203373 Evaluation of a breast/ovarian cancer genetics referral screening tool

Tuesday, November 10, 2009: 5:33 PM

Cecelia A. Bellcross, PhD, MS, CGC , Office of Public Health Genomics, Centers for Disease Control and Prevention, Atlanta, GA
Amy A. Lemke, MS, PhD, CGC , Center for Genetic Medicine, Northwestern University, Chicago, IL
Laura S. Pape, MS , Clinical Genetics, Children's Hospital of Wisconsin, Milwaukee, WI
Angela L. Tess, MS , Department of Genetics, St. Vincent Hospital, Green Bay, WI
Lorraine T. Meisner, PhD, FACMG , Cell Line Genetics, LLC, Madison, WI
The United States Preventive Services Task Force has identified the need for primary care screening tools to facilitate the appropriate referral of patients for cancer genetic counseling and testing for BRCA1/2 mutations. This study evaluated the reliability and accuracy of a “Referral Screening Tool” (RST) designed for rapid identification of individuals at potential hereditary risk for breast/ovarian cancer. The RST was administered to 2,467 unselected women undergoing screening mammography within a private healthcare system in Madison, WI. Detailed four-generation cancer pedigrees were collected by telephone interview on a random subset of 296 women categorized as low, moderate and high risk.

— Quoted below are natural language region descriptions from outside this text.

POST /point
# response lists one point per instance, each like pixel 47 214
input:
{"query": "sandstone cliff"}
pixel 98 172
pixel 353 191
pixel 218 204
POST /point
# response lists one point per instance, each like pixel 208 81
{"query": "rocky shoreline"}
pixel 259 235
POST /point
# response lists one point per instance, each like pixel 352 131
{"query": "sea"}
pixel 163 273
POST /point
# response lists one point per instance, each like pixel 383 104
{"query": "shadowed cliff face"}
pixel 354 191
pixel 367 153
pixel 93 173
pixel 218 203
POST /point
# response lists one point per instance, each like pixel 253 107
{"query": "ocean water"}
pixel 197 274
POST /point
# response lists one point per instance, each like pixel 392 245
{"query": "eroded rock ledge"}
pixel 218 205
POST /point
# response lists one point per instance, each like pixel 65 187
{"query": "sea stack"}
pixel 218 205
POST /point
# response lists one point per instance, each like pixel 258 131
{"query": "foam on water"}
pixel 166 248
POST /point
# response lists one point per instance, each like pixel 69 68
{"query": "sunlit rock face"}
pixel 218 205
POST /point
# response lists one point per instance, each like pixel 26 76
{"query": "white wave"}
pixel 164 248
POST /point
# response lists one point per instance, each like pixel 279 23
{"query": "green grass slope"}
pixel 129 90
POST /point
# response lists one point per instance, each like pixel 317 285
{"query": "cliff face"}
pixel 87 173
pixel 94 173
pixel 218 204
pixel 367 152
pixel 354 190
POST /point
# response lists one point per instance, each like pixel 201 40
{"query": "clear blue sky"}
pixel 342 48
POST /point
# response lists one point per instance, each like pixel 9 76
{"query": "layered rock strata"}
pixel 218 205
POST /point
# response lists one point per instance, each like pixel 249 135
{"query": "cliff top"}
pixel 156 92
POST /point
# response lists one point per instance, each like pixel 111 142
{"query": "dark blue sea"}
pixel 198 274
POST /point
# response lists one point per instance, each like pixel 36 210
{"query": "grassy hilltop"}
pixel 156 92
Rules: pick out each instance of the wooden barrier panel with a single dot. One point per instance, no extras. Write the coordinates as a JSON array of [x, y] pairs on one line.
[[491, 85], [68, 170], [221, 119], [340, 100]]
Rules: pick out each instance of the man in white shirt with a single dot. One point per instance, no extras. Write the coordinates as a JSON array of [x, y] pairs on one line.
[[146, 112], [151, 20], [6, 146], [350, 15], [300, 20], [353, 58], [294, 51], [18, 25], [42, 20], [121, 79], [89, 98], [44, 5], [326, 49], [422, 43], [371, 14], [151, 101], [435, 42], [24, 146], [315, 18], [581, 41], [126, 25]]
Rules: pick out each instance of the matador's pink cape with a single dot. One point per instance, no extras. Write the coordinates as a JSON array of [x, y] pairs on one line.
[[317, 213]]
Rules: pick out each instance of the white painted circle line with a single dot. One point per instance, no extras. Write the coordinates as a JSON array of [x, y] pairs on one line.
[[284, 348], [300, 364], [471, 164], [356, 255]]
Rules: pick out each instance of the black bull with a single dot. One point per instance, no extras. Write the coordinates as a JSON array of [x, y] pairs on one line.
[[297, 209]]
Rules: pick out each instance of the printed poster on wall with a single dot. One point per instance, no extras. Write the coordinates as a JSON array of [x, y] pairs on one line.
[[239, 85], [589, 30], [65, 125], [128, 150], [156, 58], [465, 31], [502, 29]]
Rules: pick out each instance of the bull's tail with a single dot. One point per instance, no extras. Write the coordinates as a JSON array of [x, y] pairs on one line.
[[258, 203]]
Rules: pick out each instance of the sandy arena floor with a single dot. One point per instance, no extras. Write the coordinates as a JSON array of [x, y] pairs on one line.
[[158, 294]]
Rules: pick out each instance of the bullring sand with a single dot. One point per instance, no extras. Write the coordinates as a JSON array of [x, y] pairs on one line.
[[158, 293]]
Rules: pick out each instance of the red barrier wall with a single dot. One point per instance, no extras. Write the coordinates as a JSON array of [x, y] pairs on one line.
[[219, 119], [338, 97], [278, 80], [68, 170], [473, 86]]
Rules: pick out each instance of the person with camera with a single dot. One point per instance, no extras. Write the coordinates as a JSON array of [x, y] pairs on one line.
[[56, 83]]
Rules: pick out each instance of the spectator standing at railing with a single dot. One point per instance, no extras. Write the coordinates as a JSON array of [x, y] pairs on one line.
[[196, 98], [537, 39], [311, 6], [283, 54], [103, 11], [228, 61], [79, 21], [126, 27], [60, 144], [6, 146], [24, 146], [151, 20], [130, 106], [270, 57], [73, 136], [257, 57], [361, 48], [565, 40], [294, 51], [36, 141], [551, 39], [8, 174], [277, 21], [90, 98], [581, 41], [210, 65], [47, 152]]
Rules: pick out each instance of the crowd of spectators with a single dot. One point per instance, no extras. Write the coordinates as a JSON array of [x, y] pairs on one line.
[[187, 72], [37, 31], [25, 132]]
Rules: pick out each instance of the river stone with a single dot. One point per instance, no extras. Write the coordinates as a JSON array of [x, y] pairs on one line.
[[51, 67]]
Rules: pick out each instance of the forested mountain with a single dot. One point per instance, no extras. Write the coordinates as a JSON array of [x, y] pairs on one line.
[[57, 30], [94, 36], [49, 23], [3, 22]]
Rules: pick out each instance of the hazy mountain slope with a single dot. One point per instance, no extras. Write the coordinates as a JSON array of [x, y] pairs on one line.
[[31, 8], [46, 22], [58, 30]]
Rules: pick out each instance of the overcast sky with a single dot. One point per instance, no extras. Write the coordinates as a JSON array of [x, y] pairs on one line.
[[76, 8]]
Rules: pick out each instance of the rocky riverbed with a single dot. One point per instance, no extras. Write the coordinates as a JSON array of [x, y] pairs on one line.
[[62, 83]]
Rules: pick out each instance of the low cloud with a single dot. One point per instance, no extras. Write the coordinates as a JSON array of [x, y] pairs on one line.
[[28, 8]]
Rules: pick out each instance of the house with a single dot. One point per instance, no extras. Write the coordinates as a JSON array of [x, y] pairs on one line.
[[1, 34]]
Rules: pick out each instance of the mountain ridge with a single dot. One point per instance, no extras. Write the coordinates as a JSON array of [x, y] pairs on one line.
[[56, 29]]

Four established risk models (BRCAPRO, Myriad II, BOADICEA and FHAT) were used to analyze the pedigrees for validation purposes. Reliability as measured by concordance of randomly repeated RSTs was 95.5%. Using a dichotomous risk classification scheme, with a 10% BRCA1 or BRCA2 mutation probability or FHAT score of > 10 as the measure of “high-risk,” the RST demonstrated an overall (high-risk by any model) sensitivity of 81.2% (individual model range 81.3-91.3%) and specificity of 91.9% (individual model range 76.2-90.3%). Discriminatory accuracy as measured by the area under the receiver operator characteristic curve was 0.87. Numerical values generated by the risk models revealed no overlap of the inter-quartile ranges between screen positive and screen negative subjects. These data appear to warrant further examination of the RST in primary care settings to assess its impact on the efficiency with which healthcare providers triage patients to cancer genetics services.

Learning Objectives:
1) Describe the importance of improving identification of individuals at increased risk for hereditary breast/ovarian cancer. 2) Evaluate the study data presented regarding the breast/ovarian cancer

Keywords: Genetics, Breast Cancer

Presenting author's disclosure statement:

Qualified on the content I am responsible for because: I am a board certified genetic counselor with 18 years clinical experience and expertise in cancer genetics. The research I am presenting was a study I designed and executed in completion of requirements for a PhD in Population Health.
Any relevant financial relationships? No

I agree to comply with the American Public Health Association Conflict of Interest and Commercial Support Guidelines, and to disclose to the participants any off-label or experimental uses of a commercial product or service discussed in my presentation.